His book's goal is to help preachers learn how to develop a "tragic" homiletic that leads congregations into the Biblical narrative rather than affirming the cultural norms.
The two stories that have characterized American preaching since the founding of the country, according to Wright, have been an individualistic narrative and a narrative that exalts the nation as its object. Wright picks out a few preachers in American history to accuse of either emphasizing the individual at the expense of God's whole people or he accuses them of preaching a gospel that promotes the nation of America as the biblical "city on a hill" at the expense of God's kingdom. Both of these I think are over-generalized stereotypes that focus on an issue while dismissing the work of the Holy Spirit in these ministries. One person so labeled as what one would infer as a heretic is George Whitfield. He is accused by Wright of shifting the whole location of salvation "from God's action in Christ to the personal experience of the individual." (59) Wright disregards any fruit that Whitfield's ministry produce and does not consider that the Spirit may have been at work in his ministry that others have lauded over the ages. It also seems that Wright is ignoring the context in which Whitfield preached--mainly to those who were unchurched and unwelcome in existing churches. I wonder if Wright's indictment of Whitfield also carries over to Wesley--guilt by association. The treatment of Whitfield is indicative of a tone in this book that chastises all who have come before and all who have not adopted Wrights manner of preaching.
Similarly, Wright strongly opposes all notions that God might have inspired and honored the early Americans who longed and strived for America to be a place of God's Spirit and church. Sure they may have esteemed the new land too highly and become too nationalistic, but one cannot deny that God has used their efforts and prayers to advance the gospel both in and through America. Again Wright seems to imply that the Spirit has been absent from the continent and has finally come to him with this new revelation for how to preach.

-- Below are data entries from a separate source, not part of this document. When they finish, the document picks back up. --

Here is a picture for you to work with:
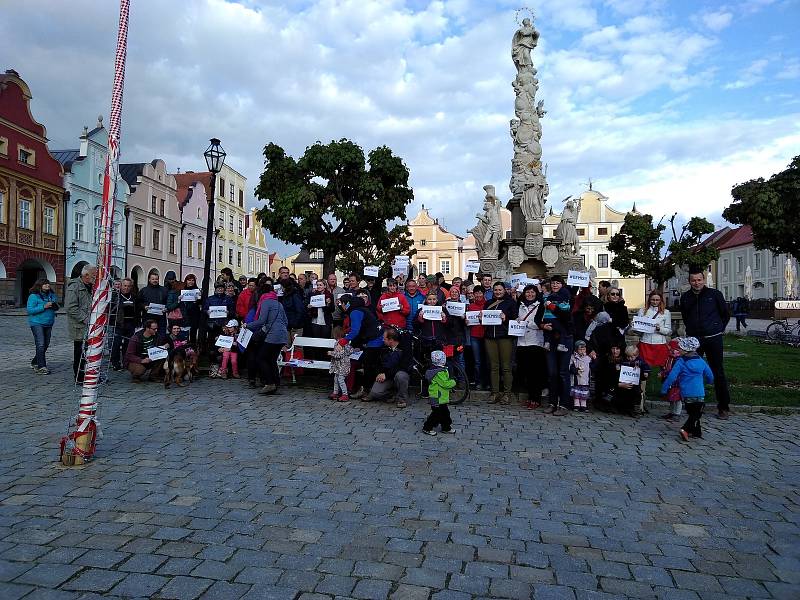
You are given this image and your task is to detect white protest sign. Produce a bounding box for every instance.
[422,304,442,321]
[147,346,169,360]
[464,260,481,273]
[308,294,325,308]
[236,327,253,348]
[619,365,639,385]
[481,310,503,325]
[181,290,200,302]
[446,300,467,317]
[567,271,589,287]
[633,316,656,333]
[214,335,233,349]
[508,320,528,337]
[147,302,167,315]
[381,297,400,312]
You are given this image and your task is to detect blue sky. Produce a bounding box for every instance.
[0,0,800,255]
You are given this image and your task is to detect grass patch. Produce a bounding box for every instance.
[647,335,800,406]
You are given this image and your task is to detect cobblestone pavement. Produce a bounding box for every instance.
[0,317,800,600]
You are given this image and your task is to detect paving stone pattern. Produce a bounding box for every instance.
[0,317,800,600]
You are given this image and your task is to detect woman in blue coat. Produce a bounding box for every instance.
[27,279,58,375]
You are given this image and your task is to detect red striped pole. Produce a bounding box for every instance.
[62,0,130,464]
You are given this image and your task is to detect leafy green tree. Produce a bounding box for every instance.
[608,213,719,291]
[336,225,417,277]
[255,139,414,276]
[722,156,800,260]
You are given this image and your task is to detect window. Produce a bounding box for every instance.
[43,206,56,235]
[73,213,86,242]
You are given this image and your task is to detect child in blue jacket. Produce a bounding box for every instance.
[661,337,714,442]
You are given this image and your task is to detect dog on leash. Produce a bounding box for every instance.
[164,348,197,388]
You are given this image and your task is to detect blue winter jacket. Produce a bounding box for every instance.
[661,354,714,399]
[27,292,58,327]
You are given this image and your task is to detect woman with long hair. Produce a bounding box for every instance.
[27,278,58,375]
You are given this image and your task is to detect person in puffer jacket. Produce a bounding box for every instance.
[422,350,456,435]
[661,337,714,442]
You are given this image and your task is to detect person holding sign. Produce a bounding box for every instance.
[125,319,172,383]
[375,279,411,329]
[633,290,672,367]
[482,281,517,404]
[515,285,548,409]
[661,337,714,442]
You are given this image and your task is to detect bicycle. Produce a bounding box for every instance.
[390,325,470,404]
[767,319,800,341]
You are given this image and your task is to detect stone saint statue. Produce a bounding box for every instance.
[470,185,503,260]
[511,19,539,71]
[556,195,581,256]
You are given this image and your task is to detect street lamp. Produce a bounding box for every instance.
[200,138,227,303]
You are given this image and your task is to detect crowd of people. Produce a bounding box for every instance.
[28,266,729,439]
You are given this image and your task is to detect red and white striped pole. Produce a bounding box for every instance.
[61,0,130,465]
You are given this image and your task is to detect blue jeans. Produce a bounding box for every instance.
[31,325,53,369]
[547,335,573,410]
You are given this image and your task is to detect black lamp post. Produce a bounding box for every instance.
[200,138,227,302]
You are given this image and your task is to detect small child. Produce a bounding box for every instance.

This may sound harsh, so let me state that the positive writing of this book outweighs the negative. I think Wright is correct in his criticism of some preaching in America. Undoubtedly, the errors in preaching he cites are temptations for all pastors who become influenced by the culture and allow it to direct Biblical interpretation and hermeneutics. His exhortations are well suited for any who preach in America.
He provides several examples of sermons to illustrate the style and content of preaching he espouses in the book. These serve their purpose; however, they did not strike me as being in such contrast to much of the preaching I hear in the churches I attend; although, that is subjective on my part.
He promotes three congregational practices to support the biblical narrative and worldview. These are the Lord's Supper, forgiveness and reconciliation and caring for the needs of saints and hospitality offered to strangers. These he writes are appropriate and necessary for the church to become the people God desires. These unarguably are essential elements in any church and provide a larger context for the "tragic" preaching he suggests.
I think Wright makes some profound and striking points about preaching today. He leads readers back to an emphasis on leading people not necessarily to comfort and affirmation but to repentance and conversion for the purpose of growing up into Christ as a community of saints. I think he undermines his focus by taking historical jabs at preachers in the past who I think have done lasting service to the Body of Christ. His generalizations and stereotypes are also unhelpful and discount the work of God's Spirit in the church today. The good points make this book worth reading for preachers.